Colette Braeckman
23/06/07
Afin d’éviter toute interprétation tendancieuse, incomplète ou déformée, voici le texte intégral de la communication faite à Kigali le 14 juin 2007, à l’invitation de la Commission chargée de déterminer le degré d’implication de la France dans le génocide au Rwanda
L’engagement politique et militaire de la France au Rwanda est relativement récent, il date de la fin des années 80, début des années 90, où la Belgique prend ses distances avec le régime Habyarimana après avoir été extrêmement présente. En effet, alors que, depuis longtemps, la France est très active au Burundi, envers lequel la Belgique se montre distante et critique car il s’agît d’un pouvoir perçu comme dominé par les Tutsis et que les relations entre Bruxelles et le Zaïre sont en dents de scie, au gré des crises avec le maréchal Mobutu, Paris tente peu à peu de s’imposer dans la région.
Cette rivalité avec la Belgique est loin d ‘être récente : lorsque fut créé l’ Etat indépendant du Congo, propriété de Léopold II, la France marqua son accord à condition que figure dans l’acte de naissance du nouvel Etat un « droit de préemption ». Autrement dit, dit si l’EIC tombait en déshérence, la France aurait priorité pour y mener un entreprise coloniale. Cette clause visait à faire obstacle aux visées britanniques. En 1960, lors de l’accession du Congo à l’indépendance, le Ministre Couve de Murville rappela cette clause, soulignant que le consentement de la France était nécessaire pour que soit accordée l’indépendance du Congo.
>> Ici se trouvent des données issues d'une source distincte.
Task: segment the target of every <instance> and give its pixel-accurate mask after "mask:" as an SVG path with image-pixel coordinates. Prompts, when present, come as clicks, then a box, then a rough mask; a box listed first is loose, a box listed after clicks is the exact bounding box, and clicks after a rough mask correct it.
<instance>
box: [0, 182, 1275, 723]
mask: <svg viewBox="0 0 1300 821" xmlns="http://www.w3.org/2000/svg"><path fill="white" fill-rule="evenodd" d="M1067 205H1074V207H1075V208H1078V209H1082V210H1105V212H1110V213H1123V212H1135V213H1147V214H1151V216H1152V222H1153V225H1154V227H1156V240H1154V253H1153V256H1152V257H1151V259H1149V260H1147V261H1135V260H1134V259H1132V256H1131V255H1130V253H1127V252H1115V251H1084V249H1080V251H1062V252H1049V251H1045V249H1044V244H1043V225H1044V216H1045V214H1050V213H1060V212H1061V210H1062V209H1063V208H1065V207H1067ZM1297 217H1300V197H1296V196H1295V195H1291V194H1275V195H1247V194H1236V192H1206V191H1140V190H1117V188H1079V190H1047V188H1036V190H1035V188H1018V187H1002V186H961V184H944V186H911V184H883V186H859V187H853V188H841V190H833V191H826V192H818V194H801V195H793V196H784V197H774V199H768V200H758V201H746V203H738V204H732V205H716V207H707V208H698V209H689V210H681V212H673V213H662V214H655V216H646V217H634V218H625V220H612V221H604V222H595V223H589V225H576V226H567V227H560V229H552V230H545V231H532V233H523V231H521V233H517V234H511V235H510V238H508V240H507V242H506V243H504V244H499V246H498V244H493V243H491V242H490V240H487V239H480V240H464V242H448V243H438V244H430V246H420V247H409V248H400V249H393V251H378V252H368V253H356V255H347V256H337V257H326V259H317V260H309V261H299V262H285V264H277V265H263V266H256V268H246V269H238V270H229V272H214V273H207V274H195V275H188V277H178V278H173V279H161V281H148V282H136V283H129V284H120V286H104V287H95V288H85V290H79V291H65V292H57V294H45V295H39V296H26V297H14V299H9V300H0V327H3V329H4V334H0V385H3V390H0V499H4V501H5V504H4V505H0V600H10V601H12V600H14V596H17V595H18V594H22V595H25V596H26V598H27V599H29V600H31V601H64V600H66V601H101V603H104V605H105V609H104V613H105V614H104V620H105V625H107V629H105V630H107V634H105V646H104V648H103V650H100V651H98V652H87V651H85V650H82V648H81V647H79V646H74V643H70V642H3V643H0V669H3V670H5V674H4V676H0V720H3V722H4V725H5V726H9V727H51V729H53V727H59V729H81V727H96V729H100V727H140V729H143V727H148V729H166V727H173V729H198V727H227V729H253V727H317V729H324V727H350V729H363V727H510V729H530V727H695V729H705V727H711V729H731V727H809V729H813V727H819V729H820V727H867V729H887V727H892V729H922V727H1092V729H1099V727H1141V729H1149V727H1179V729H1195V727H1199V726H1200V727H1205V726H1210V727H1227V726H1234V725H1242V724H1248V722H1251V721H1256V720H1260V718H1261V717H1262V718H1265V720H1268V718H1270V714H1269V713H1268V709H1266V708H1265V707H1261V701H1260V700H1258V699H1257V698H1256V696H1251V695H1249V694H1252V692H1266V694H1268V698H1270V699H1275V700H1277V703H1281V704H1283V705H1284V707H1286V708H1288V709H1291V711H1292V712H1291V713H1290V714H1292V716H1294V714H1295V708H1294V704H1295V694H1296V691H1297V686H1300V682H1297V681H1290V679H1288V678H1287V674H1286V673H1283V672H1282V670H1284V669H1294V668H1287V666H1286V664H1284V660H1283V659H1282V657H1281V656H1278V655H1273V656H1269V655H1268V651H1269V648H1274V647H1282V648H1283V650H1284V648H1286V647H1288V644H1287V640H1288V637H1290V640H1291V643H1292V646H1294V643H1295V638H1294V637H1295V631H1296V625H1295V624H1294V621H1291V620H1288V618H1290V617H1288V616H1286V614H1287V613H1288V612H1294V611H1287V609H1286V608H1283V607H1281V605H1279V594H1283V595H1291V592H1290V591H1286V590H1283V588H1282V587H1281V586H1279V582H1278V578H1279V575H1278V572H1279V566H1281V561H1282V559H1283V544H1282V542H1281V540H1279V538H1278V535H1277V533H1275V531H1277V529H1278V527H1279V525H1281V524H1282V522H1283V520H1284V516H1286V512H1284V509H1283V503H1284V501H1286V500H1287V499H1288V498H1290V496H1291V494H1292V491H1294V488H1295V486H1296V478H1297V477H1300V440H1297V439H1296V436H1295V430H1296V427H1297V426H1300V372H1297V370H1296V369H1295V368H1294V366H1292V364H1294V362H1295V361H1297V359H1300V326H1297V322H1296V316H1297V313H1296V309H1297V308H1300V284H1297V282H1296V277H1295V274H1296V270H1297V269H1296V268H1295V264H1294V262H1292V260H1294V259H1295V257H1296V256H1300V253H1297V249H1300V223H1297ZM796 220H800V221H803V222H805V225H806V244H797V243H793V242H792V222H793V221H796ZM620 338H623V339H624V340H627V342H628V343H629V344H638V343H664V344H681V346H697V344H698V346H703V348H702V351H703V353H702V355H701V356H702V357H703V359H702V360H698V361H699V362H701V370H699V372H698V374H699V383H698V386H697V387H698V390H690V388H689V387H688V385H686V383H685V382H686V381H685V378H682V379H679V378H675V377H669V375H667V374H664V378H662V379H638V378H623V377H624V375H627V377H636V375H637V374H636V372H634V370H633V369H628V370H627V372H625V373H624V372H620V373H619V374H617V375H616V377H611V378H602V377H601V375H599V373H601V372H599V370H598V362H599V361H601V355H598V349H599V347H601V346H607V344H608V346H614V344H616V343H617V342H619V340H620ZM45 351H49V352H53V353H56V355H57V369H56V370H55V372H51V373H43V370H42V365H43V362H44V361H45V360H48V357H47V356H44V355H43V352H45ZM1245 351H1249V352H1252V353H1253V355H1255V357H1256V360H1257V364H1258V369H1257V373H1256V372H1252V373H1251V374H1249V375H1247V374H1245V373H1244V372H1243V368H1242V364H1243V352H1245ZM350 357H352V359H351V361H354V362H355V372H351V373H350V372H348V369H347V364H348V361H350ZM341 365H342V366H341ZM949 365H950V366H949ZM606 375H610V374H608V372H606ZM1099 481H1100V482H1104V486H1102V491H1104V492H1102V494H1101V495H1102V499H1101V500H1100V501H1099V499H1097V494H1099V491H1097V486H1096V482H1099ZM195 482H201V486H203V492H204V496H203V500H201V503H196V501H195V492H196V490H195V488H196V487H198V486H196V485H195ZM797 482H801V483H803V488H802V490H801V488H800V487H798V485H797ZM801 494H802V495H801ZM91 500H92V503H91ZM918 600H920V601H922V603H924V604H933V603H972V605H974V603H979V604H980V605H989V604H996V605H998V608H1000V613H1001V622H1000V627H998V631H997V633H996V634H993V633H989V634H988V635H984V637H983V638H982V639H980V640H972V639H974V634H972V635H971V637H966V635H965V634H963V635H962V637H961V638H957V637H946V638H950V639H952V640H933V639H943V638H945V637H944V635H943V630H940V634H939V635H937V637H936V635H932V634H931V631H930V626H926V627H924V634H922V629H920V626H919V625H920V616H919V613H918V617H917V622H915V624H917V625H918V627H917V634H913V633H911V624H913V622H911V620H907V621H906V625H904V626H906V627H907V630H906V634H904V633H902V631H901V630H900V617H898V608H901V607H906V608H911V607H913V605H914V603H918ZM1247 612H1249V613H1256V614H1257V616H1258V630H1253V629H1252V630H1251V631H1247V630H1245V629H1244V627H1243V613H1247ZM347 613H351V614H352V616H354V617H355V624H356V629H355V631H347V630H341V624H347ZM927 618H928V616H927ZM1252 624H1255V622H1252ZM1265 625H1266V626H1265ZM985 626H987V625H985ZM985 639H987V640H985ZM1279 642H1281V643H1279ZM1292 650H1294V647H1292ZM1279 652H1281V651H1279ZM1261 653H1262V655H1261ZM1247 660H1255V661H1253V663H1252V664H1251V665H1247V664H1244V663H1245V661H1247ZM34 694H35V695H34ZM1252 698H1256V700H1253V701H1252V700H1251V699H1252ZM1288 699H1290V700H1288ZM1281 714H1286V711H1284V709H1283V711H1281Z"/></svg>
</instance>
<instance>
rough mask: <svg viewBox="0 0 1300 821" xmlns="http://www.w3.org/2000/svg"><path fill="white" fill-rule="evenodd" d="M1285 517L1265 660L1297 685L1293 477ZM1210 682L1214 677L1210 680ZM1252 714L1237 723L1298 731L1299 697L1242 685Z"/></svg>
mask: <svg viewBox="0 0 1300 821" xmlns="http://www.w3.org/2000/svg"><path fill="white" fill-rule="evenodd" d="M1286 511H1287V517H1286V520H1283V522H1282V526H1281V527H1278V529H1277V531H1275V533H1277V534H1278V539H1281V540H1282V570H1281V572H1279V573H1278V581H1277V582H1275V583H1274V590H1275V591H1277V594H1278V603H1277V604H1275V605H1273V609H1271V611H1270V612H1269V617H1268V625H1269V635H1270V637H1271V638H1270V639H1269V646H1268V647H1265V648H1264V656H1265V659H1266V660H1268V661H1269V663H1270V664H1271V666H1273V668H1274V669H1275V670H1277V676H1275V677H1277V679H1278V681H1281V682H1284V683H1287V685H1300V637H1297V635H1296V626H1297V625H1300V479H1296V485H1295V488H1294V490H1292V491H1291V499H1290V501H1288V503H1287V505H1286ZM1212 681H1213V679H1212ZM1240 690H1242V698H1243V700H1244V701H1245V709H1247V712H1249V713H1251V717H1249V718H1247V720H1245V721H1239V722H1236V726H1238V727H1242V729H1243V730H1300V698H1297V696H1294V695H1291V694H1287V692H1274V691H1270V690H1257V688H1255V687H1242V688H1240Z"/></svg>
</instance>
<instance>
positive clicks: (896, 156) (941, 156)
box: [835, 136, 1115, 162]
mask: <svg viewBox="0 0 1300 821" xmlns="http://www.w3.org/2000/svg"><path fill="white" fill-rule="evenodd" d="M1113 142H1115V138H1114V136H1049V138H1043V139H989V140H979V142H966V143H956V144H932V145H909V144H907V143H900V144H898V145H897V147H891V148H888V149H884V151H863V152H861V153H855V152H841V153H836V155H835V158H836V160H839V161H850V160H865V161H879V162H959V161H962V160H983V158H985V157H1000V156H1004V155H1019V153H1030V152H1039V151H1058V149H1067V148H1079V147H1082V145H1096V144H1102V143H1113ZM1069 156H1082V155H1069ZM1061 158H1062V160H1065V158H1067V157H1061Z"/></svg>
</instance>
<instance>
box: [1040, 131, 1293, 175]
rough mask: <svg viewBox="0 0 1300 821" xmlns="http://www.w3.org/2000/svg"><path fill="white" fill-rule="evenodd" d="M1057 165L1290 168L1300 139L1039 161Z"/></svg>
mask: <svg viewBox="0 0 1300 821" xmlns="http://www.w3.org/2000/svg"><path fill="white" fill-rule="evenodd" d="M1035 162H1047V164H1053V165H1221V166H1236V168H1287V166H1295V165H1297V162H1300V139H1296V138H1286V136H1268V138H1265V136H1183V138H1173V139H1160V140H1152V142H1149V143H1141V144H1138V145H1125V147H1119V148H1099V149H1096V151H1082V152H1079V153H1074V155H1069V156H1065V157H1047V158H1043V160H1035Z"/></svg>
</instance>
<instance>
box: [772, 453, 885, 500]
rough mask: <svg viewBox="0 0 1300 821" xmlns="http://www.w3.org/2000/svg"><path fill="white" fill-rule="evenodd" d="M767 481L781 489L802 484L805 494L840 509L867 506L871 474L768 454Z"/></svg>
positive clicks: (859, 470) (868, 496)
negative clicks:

Les rapports entre la France et le président Mobutu évoluèrent au gré des relations avec la Belgique : la France s’offrait toujours pour prendre la relève lorsque Mobutu était en froid avec Bruxelles, une rivalité qui fut plus évide,te encore sur le plan militaire. Un seul exemple : lors des évènements de Kolwezi, en 1978, lorsque des troupes de rebelles congolais venues d’Angola avaient traversé la frontière au Katanga, les deux pays poursuivaient des objectifs différents : la Belgique voulait protéger ses ressortissants et les évacuer, les Français entendaient se porter au secours du régime, chasser les rebelles et s’affirmer auprès de Mobutu. Ce dernier, qui souhaitait provoquer l’intervention étrangère, avait permis (pour dire le moins) le massacre d’expatriés rassemblés dans une villa, ce qui avait précipité la décision d’intervention. Mais lorsque les Belges envoyèrent leurs avions militaires sur Kolwezi, ils ne reçurent pas les autorisations de survol escomptées, ni au dessus de la France ni au dessus des pays africains francophones et furent obligés de faire un long détour via l’Afrique du Sud. Et lorsqu’ils arrivèrent à Kolwezi, la légion avait déjà sauté, les militaires français occupaient la place et se positionnaient comme les sauveurs du régime Mobutu.